Alice Mwanaidi, 17, is determined to give back to society because she feels the society helped revive her dreams that had been dashed, thanks to poverty.
Her passion is teaching and she hopes her will and drive will help inspire hope in many children, especially the girl child, through education.
She wants to pursue a career in the education sector and she is eagerly waiting for that calling letter from a university in Nairobi.
She got a B plain in the 2022 KCSE from Bura Girls high school in Taita Taveta County.
“I had lost hope when my parents told me they could not afford to take me to secondary school after scoring 357 marks in the 2018 KCPE at Mikindani primary school,” she tells the Star after a long pause.
She stares at her own hands as they constantly lock and unlock playfully at the Jomvu CDF office on Friday.
She would not have got here were it not for one of the officers working in this office.
The officer, who is her neighbour, informed Jomvu MP Badi Twalib of her plight.
The MP immediately put her in the Jomvu Presidential Scholarship Program.
The program identifies bright but needy students and provides full secondary school scholarships for them.
Mwanaidi is among the 328 students who have benefitted from the program in Jomvu since it was established in 2017.
This year, 67 students will benefit from it.
MP Twalib on Friday issued cheques worth Sh681,586 for them.
The 67 will be catered for the whole of their four-year stay in secondary school.

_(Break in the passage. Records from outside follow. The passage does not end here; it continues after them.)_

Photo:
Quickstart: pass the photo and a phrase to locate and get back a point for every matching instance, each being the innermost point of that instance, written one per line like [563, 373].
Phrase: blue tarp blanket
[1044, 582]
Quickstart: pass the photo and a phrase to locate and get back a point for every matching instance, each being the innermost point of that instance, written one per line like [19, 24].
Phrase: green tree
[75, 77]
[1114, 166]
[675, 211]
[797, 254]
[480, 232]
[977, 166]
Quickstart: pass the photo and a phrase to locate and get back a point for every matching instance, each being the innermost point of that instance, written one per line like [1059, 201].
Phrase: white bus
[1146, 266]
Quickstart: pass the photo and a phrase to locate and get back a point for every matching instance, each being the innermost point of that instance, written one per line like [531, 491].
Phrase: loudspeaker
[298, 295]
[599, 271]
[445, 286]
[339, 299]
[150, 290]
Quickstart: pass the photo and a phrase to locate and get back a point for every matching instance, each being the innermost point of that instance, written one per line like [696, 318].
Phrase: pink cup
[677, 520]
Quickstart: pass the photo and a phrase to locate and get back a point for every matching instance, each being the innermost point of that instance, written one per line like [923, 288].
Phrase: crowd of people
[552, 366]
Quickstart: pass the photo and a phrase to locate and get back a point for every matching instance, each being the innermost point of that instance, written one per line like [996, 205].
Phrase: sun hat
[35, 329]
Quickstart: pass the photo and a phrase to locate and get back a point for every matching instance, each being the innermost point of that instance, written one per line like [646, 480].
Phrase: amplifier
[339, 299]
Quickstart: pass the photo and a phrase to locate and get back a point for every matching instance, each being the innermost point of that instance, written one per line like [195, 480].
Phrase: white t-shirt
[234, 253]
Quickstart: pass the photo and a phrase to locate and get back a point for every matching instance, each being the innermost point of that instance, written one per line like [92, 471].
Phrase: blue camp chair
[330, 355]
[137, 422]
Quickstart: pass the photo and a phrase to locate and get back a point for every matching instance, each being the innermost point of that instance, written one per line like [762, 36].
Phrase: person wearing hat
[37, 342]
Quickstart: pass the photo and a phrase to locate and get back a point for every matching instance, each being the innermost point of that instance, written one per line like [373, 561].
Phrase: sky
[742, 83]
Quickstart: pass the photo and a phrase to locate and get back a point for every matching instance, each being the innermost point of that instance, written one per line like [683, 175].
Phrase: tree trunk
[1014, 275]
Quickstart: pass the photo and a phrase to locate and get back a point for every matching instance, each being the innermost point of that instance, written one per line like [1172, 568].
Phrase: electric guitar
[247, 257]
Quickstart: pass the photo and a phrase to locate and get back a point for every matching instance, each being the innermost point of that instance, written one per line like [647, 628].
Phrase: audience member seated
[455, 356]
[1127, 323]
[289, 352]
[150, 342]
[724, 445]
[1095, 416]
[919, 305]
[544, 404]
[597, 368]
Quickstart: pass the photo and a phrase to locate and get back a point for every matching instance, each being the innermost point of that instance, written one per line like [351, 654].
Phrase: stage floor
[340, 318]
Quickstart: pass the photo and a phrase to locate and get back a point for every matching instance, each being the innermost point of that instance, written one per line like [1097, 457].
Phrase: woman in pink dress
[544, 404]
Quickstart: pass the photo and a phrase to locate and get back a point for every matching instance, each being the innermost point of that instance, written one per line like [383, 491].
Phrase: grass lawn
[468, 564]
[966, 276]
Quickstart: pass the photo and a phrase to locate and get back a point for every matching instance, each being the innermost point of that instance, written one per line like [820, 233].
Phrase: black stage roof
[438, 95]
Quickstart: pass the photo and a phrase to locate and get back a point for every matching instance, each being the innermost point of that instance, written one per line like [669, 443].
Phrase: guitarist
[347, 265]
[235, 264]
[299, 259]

The MP said he is establishing another program where the program’s beneficiaries who have graduated with degrees in different fields will voluntarily offer their services to Jomvu residents.
“This will be a way for the beneficiaries to give back to society,” Twalib said.
“So that if you went through this program and you did law, you can come to this constituency office and offer legal services free of charge to the community.”
He said he has seen lawyers, doctors, nurses, teachers and other professionals who have gone through the program make a career out of themselves.
However, those who graduate will be talked to so they can offer their services to the Jomvu residents pro bono as they wait for employment.
Twalib said this will be one of the ways through which the service providers gain experience before they get employment.
“This way, their CVs will be strengthened and be more attractive to potential employers. When the county wants to employ more nurses, for instance, they will look at those who volunteered in their facilities and give them priority,” Twalib said.
He urged parents to ensure their children work hard in school so as not to miss such opportunities even when they struggle with their fees.
There are many opportunities for bright and needy students, he said.
These include the Jomvu Constituency Scholarship Program which also works similarly to the Jomvu Presidential Scholarship Program.
For the constituency program, 40 students are identified and incorporated into it each year.
Twalib said he will ensure Mwanaidi is also sponsored through her university education until she graduates.
“Then she will also help teach in some of the schools in Jomvu voluntarily as a way of giving back to the society,” he said.
Mwanaidi said she is more than willing to offer her services to Jomvu residents.